The next step was the invention of Italic types by Aldus Manutius, of Venice, in 1501. He took for his model the handwriting of the poet Petrarch and produced a type not essentially different from the modern Italic. Originally the Italic letters were lower-case only, Roman capitals being retained. The incongruousness of this combination was, however, so evident that Italic capitals were soon designed and then the new fonts were complete. The Aldine capitals used with Italic lower-case were small, the ancestors of the small capitals of today. Aldus used the Italic type as a text letter, and such use continued frequent for a century.
Type of the Aldine Virgil, 1501 (exact size).

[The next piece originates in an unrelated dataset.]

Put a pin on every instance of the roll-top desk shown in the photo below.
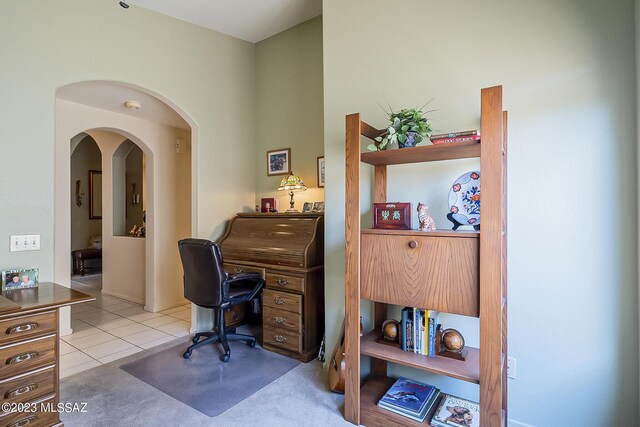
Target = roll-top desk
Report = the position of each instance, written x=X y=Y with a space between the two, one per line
x=29 y=354
x=288 y=250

At the present day, except in Germany, the three forms of type have their distinct uses. Gothic, variously known as Black Letter, Old English, Priory Text, Cloister, etc., is used only for special work, particularly in ecclesiastical printing. The modern type called "gothic" is not derived from it. Roman is the general text letter. Italic has ceased to be a text letter, but serves a useful purpose for certain special uses which are to be considered at length in the following pages.
RULES FOR THE USE OF ITALIC
Italic has, in general, four uses:
- for emphasis.
- to set off a title, word, or passage from the context.
- for running titles, sub-heads, the headings of tables, and other like places where something different from the text letter seems needed for variety.
- for display purposes in commercial work.
One very important principle should always be observed in the use of italic for emphasis. Emphasis should always be used sparingly. Make the words do their work. Do not try to supplement poverty of thought and weakness of expression by italics, capitals, and other marks of emphasis. Where there is too much emphasis attempted no emphasis is secured. This fault was much more common formerly than now.
The accompanying reproduction of a page from a book printed in 1690 (place not given, but probably London) illustrates several of the faulty uses of italics common at that time. An entire paragraph is italicized (quite unnecessarily) for emphasis. All proper names and adjectives derived from them are italicized where they occur in the regular text and printed in roman where they occur in italicized passages. Note the frequent capitalization for emphasis and especially the italic capital with roman lower-case in the first line of the second paragraph. This is a frequent usage in this particular book. In this book all quotations are printed in italic without quote marks. The paper, composition, and presswork of the book are very poor. It represents English printing in its worst period.